ICLR 2026 Conference Submission18474 Authors

19 Sept 2025 (modified: 08 Oct 2025)ICLR 2026 Conference SubmissionEveryoneRevisionsBibTeXCC BY 4.0
Keywords: time series anomaly detection, benchmarking, deep learning, linear models
TL;DR: Simple linear regression can outperform deep learning in time series anomaly detection, highlighting the need for stronger baselines and more challenging benchmarks.

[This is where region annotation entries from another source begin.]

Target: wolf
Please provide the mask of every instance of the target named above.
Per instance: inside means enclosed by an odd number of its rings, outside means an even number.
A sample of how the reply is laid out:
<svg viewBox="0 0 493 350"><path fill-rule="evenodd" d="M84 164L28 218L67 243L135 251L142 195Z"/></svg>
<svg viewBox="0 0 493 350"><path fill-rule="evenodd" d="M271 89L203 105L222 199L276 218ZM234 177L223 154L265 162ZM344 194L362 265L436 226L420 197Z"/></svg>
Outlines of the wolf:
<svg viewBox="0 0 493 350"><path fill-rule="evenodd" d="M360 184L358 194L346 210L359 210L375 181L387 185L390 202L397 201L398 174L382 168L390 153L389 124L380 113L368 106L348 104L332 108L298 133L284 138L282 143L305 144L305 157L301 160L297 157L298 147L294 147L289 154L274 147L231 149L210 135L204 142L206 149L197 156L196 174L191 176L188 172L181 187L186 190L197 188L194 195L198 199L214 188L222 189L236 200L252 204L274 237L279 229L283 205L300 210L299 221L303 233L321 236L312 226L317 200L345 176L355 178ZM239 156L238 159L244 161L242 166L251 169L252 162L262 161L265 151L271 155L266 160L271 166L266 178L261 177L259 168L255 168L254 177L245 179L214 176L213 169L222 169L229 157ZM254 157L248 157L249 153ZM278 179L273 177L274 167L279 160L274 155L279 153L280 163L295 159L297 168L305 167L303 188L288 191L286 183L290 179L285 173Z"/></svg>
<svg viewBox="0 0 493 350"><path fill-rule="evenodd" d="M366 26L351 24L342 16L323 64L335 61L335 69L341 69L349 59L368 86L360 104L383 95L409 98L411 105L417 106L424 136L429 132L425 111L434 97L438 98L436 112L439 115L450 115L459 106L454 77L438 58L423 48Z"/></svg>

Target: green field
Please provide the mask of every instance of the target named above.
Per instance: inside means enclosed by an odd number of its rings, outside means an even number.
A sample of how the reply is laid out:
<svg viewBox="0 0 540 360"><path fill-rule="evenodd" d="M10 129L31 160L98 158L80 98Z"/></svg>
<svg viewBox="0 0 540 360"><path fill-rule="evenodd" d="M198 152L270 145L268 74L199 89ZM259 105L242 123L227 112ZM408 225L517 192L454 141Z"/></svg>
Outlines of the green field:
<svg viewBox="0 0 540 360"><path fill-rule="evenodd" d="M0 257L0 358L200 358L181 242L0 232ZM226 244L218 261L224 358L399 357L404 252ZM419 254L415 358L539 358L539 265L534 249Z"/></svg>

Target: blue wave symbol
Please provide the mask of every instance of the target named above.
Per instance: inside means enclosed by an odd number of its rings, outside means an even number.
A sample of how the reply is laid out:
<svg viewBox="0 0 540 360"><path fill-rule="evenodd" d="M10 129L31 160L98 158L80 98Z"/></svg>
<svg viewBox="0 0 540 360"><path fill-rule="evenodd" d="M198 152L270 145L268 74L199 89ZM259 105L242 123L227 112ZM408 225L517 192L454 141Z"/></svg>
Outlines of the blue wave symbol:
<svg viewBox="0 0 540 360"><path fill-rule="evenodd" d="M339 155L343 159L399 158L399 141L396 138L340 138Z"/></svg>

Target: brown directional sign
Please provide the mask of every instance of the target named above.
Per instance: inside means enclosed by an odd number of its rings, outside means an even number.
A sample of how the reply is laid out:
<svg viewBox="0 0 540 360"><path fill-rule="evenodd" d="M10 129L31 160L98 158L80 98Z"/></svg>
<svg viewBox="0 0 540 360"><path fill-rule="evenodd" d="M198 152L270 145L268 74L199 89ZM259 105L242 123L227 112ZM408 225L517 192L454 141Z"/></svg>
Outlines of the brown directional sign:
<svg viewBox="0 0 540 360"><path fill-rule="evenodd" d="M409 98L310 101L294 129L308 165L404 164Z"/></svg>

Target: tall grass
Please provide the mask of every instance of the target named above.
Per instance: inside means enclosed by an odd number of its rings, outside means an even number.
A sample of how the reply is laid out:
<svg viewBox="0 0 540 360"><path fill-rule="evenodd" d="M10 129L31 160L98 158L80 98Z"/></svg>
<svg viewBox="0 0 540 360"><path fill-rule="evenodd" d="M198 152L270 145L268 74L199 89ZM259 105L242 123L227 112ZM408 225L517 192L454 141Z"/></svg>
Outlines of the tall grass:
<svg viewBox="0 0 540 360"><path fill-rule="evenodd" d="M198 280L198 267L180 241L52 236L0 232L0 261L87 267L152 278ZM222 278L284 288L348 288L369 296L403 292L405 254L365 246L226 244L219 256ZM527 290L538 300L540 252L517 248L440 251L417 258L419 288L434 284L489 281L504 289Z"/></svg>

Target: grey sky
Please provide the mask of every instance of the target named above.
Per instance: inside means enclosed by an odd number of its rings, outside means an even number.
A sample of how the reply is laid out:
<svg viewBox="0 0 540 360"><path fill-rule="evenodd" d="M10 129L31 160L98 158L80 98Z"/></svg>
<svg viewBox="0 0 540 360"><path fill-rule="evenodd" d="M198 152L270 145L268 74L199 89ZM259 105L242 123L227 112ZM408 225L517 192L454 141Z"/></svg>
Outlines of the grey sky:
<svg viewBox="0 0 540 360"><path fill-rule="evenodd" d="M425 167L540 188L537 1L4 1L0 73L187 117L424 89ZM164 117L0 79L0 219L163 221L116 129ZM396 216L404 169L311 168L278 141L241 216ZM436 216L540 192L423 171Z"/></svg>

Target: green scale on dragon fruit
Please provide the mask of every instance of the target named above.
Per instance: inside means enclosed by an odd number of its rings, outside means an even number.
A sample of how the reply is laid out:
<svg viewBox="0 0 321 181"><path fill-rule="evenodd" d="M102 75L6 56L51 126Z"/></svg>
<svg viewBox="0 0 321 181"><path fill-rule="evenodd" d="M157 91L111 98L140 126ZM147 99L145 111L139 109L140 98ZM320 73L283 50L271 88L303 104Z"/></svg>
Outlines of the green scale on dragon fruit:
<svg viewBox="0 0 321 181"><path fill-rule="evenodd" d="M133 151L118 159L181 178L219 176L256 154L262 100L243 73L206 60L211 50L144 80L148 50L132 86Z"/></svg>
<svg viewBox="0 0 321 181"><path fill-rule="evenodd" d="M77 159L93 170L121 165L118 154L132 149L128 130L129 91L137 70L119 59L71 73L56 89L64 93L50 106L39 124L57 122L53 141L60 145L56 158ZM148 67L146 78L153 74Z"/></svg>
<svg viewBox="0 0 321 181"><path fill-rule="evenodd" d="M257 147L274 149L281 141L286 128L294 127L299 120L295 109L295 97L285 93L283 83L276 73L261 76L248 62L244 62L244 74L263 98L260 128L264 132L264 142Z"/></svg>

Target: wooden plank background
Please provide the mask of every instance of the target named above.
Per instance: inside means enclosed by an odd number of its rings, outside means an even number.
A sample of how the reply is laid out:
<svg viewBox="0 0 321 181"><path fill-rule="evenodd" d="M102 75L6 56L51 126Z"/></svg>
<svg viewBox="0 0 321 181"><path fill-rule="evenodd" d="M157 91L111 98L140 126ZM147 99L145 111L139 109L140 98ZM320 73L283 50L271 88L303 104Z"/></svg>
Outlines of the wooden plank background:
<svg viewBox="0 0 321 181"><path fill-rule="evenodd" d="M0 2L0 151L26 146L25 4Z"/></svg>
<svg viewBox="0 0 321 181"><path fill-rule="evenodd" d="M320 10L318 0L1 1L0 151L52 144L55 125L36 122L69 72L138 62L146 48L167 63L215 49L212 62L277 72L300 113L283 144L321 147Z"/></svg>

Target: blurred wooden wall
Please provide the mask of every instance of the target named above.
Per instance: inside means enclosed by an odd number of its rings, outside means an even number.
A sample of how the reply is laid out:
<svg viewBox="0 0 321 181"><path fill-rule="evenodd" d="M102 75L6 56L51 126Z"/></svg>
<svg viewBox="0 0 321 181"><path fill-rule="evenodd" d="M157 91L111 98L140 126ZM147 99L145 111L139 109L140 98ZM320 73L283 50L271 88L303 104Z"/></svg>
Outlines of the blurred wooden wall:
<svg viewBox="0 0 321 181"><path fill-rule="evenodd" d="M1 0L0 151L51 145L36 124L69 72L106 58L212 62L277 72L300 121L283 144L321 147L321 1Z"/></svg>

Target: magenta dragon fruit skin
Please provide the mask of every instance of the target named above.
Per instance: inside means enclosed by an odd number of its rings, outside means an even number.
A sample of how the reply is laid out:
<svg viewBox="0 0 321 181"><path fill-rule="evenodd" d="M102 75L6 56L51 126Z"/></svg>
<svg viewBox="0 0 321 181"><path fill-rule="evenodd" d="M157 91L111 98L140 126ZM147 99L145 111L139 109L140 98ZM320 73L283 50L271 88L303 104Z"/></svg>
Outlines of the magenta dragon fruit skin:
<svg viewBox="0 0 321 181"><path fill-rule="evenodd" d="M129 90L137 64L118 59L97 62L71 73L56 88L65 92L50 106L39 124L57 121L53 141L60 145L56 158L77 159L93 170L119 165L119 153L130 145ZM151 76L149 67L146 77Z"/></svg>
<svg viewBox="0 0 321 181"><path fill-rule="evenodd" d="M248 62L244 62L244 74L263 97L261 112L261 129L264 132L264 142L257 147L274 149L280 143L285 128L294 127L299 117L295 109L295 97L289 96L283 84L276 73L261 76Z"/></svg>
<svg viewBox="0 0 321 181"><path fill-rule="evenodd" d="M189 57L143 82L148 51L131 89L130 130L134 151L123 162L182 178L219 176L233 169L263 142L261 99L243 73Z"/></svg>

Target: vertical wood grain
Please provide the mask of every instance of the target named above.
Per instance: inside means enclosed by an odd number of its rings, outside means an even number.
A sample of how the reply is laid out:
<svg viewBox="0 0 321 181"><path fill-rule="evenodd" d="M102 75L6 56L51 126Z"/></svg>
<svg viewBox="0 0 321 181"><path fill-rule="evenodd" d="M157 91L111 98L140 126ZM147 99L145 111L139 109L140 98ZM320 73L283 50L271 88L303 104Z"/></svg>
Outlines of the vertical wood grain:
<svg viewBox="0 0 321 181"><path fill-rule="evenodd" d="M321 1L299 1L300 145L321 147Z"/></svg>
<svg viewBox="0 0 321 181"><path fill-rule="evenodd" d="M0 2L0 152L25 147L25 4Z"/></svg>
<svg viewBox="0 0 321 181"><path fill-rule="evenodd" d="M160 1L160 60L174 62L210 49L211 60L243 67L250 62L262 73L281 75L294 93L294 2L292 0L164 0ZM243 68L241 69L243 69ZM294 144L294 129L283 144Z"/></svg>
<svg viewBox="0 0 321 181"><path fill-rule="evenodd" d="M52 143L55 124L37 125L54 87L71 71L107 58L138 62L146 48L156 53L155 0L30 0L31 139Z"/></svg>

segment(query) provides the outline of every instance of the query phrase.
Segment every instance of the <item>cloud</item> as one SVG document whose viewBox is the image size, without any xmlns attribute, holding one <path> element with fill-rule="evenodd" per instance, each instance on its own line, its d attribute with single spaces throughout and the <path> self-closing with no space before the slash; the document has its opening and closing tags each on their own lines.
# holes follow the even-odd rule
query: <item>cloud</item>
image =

Abstract: Time series anomaly detection (TSAD) progress has been accompanied by a persistent increase in architectural sophistication. In this work, we revisit this trend and demonstrate that a simple score based on a closed-form solution for an ordinary least squares (OLS) regression model outperforms state-of-the-art deep learning baselines. Through extensive evaluation on both univariate and multivariate TSAD benchmarks, we show that linear regression achieves superior accuracy and robustness while requiring orders of magnitude fewer resources. Our further analysis identifies the types of anomalies that can and cannot be reliably captured by linear models, providing insights into their strengths and limitations. Overall findings indicate that current benchmarkings would benefit from inclusion of simple methods as well as more intricate problems that would do require deep learning-based solutions. Thus, future research should consistently include strong linear baselines and, more importantly, develop new benchmarks with richer temporal structures pinpointing the advantages of deep learning models.